死んだ後に見た夢で見たものによく似た鎧をまとった巨人が立っていた。
見上げると少し首が痛い。

肩は非常に大きく、装甲が肘近くまでのびている。
西洋風の非常に厚い鎧を着ていて肩から伸びる追加装甲でかなり着膨れしてるような巨人だ。
武装は銃、アサルトライフルみたいな形をしているものを装備している。
剣を腰に挿してもいる。

(私はスーパーロボット系の強そうな見た目よりリアル系のスリムさがいいんだけどな。これかなり重たい感じだけれどこれもリアル系に入るのかしら、アニメよりは弱そうだし……こう現実にあるし、リアル系でって……ん?)

私はどうやらロボット好きでもあったらしい。
確かに夢で興奮していたような気がするしロボットの出る物語を結構な種類を私は思い出せる。
オタクだったのか。

あぁ、自然ととても胸がときめいている。
この世界最高じゃないの!

「クリスは魔導人形に興味があったか。見せたいものはこれではなかったのだが」

「フォロス家の人間ですもの。こうなるのですね。
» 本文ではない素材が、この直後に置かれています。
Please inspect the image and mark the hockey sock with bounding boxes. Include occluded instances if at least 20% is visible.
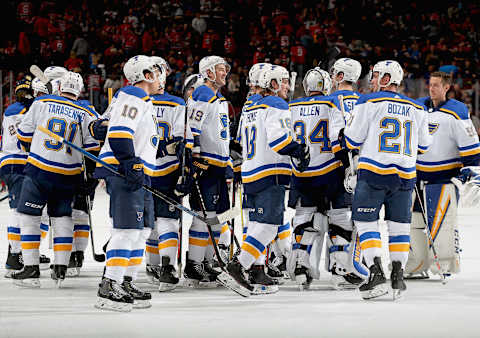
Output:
[188,211,216,263]
[274,222,292,257]
[145,228,160,265]
[20,214,40,265]
[7,208,22,253]
[105,229,137,283]
[387,221,410,269]
[125,228,152,280]
[155,217,179,265]
[238,221,278,269]
[72,209,90,251]
[50,216,73,265]
[355,221,382,267]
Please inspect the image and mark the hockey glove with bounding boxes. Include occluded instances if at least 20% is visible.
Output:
[88,119,108,141]
[290,144,310,172]
[452,166,480,208]
[118,157,144,191]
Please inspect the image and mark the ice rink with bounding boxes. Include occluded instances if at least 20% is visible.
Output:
[0,188,480,338]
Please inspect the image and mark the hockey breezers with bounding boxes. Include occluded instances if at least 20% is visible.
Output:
[38,126,241,225]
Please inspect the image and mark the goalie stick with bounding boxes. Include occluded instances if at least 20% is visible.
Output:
[38,126,241,225]
[30,65,53,94]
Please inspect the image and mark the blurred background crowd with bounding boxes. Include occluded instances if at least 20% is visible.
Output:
[0,0,480,115]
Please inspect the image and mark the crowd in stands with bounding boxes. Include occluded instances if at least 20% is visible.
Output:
[0,0,480,112]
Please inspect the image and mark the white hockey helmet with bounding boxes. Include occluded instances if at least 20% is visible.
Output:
[32,77,48,97]
[302,67,332,96]
[330,58,362,83]
[151,56,170,89]
[123,55,159,85]
[198,55,230,81]
[370,60,403,87]
[60,72,83,97]
[258,65,290,94]
[182,74,204,101]
[43,66,68,81]
[247,62,272,86]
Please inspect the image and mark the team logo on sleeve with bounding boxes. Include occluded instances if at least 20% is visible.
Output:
[428,123,439,135]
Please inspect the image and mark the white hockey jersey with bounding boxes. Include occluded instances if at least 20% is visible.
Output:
[239,96,292,193]
[0,102,28,176]
[17,95,99,184]
[187,85,230,173]
[149,93,193,186]
[417,97,480,182]
[290,96,345,184]
[95,86,158,178]
[345,91,432,189]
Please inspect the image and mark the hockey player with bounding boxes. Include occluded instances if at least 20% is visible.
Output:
[184,56,230,287]
[288,67,366,289]
[145,56,193,291]
[330,58,362,115]
[0,76,33,278]
[95,55,161,312]
[405,72,480,277]
[12,72,98,287]
[345,60,431,299]
[223,66,310,293]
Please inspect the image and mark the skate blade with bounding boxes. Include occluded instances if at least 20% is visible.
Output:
[251,284,278,295]
[217,272,251,298]
[158,283,177,292]
[133,299,152,309]
[12,278,40,289]
[95,297,133,312]
[360,284,388,300]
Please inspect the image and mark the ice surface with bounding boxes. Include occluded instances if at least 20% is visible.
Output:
[0,188,480,338]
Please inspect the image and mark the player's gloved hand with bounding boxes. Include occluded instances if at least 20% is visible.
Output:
[452,166,480,208]
[88,119,108,141]
[118,157,145,191]
[290,144,310,172]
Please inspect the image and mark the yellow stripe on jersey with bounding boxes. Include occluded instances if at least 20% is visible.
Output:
[358,162,417,179]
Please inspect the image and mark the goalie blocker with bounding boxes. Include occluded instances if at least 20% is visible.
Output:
[405,183,461,278]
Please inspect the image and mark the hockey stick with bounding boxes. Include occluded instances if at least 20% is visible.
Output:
[415,185,447,284]
[38,126,239,225]
[79,121,105,262]
[30,65,53,94]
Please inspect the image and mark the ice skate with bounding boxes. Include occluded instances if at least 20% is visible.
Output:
[122,276,152,309]
[295,264,313,291]
[158,256,178,292]
[183,259,217,288]
[5,246,23,278]
[248,265,278,295]
[217,257,253,297]
[359,257,388,299]
[50,264,67,288]
[95,278,133,312]
[11,265,40,288]
[390,261,407,300]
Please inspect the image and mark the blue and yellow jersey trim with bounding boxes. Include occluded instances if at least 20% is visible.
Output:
[268,134,292,152]
[27,153,82,176]
[107,126,135,140]
[458,143,480,157]
[38,98,98,118]
[358,157,417,180]
[292,158,342,177]
[242,163,292,183]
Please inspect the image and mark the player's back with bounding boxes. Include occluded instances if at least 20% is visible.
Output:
[417,97,480,182]
[239,96,292,192]
[0,102,28,174]
[19,95,99,184]
[289,96,345,184]
[345,91,431,188]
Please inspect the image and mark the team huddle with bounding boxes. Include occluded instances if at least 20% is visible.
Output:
[0,55,480,312]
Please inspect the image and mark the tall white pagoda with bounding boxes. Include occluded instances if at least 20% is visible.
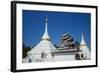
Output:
[23,17,56,62]
[22,17,90,63]
[80,33,91,60]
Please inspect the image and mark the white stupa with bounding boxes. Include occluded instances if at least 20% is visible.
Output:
[80,33,90,60]
[25,17,56,62]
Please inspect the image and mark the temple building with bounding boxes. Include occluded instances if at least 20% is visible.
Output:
[22,17,90,63]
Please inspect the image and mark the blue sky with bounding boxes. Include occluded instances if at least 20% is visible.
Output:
[22,10,91,47]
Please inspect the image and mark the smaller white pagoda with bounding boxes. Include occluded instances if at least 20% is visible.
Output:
[22,17,91,63]
[23,17,56,62]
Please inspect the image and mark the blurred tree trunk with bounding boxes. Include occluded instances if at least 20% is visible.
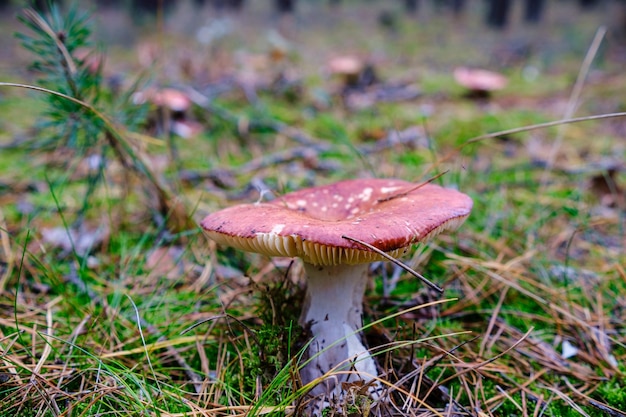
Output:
[578,0,599,10]
[524,0,545,23]
[404,0,419,15]
[274,0,296,14]
[452,0,466,16]
[487,0,511,29]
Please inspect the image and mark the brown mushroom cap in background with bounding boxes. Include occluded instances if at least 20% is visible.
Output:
[201,179,472,265]
[454,67,508,91]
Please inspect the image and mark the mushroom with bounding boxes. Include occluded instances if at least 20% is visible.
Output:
[201,179,472,404]
[454,67,508,98]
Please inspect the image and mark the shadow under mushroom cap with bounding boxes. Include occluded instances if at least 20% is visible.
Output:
[201,179,472,265]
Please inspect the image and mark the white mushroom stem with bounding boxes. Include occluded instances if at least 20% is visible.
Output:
[300,263,378,397]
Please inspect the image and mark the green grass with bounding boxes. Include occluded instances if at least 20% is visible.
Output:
[0,2,626,417]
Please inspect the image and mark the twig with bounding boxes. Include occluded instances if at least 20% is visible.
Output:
[541,26,606,184]
[376,170,448,203]
[341,235,443,294]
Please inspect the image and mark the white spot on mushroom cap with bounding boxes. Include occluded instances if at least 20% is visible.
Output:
[270,224,285,235]
[357,187,374,201]
[380,187,402,194]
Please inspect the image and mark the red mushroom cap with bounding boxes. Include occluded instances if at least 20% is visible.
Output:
[201,179,472,265]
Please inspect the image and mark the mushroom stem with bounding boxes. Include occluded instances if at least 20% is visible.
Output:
[300,263,378,397]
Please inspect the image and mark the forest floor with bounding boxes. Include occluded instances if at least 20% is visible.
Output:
[0,1,626,417]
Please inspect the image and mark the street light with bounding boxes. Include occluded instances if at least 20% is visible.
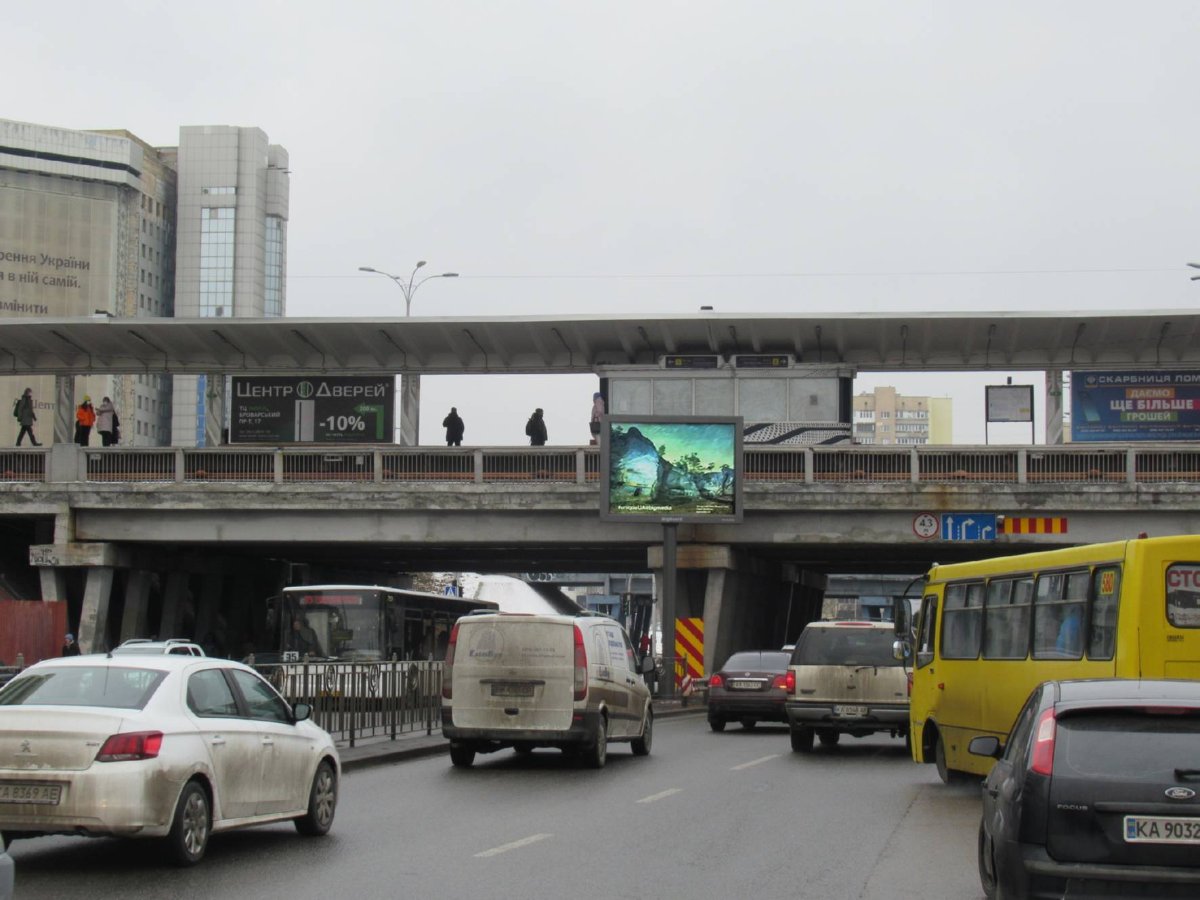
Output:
[359,259,458,446]
[359,259,458,316]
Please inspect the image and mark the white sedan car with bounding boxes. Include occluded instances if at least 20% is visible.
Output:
[0,655,341,865]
仕方ありませんわ」

私は親の会話にすぐに反応した。

「これは魔導人形というのですか!」

父の手を取り払って魔導人形に近づいた。

「おい、まて!あぶないぞ!」

父の声は耳に入っていなかった。

魔導人形へ駆け出した私の前にメガネをかけた金髪の軍人が飛び出してきた。

「はい! これは全長18メートル重さ約100トンの我が国ノルデンスが誇る最新鋭魔導人形フォロス239ドラケンであります!  すみませんがお嬢様、近づかれると大変危険です! 大砲にも耐えうる装甲を持ちますが何分鈍重で転びやすいので!」

体でブロックされた。
五歳児だし、通れない。

『おいおい、オリヴァー!俺がそんなミスするはずないだろ! 何が危険なんだ!』

人形の頭部だけが私達の方向を向いてそう喋った。
操縦者だろう。

「いえ、私は単に客観的事実を述べただけで……」

「クリス!心配したぞ! オリヴァーと言ったか。感謝する。皆も出迎えご苦労! ほら、クリスはこっちだ」

父の言葉も耳に入らず私は去りゆく魔導人形を見つめ続けていた。

「まったく、心配すべきか喜ぶべきか」

「きっと喜ぶべきですわ」

そんな両親の会話も耳には入らなかった。

ずっと魔導人形の事を考えていると、気づけば椅子に座っていた。
新幹線……窓から外を見ると翼が見えたって事は飛行機の中?

「あれ、お父様あの魔導人形というのはどこに?それにここは?」

私は魔導人形に恋をした!

お母様が嬉しそうにお父様を遮って言ってきた。

「ふふふ、これから私たちは宇宙に行くのよ」

「そうだぞ、クリス。空の向こう側だぞ!」

お父様もドヤ顔でそう言った。

「え?」

私が今乗っているのは人間を地球軌道上に送るほどの性能を持ったスペースプレーンと呼ばれる航空機だった。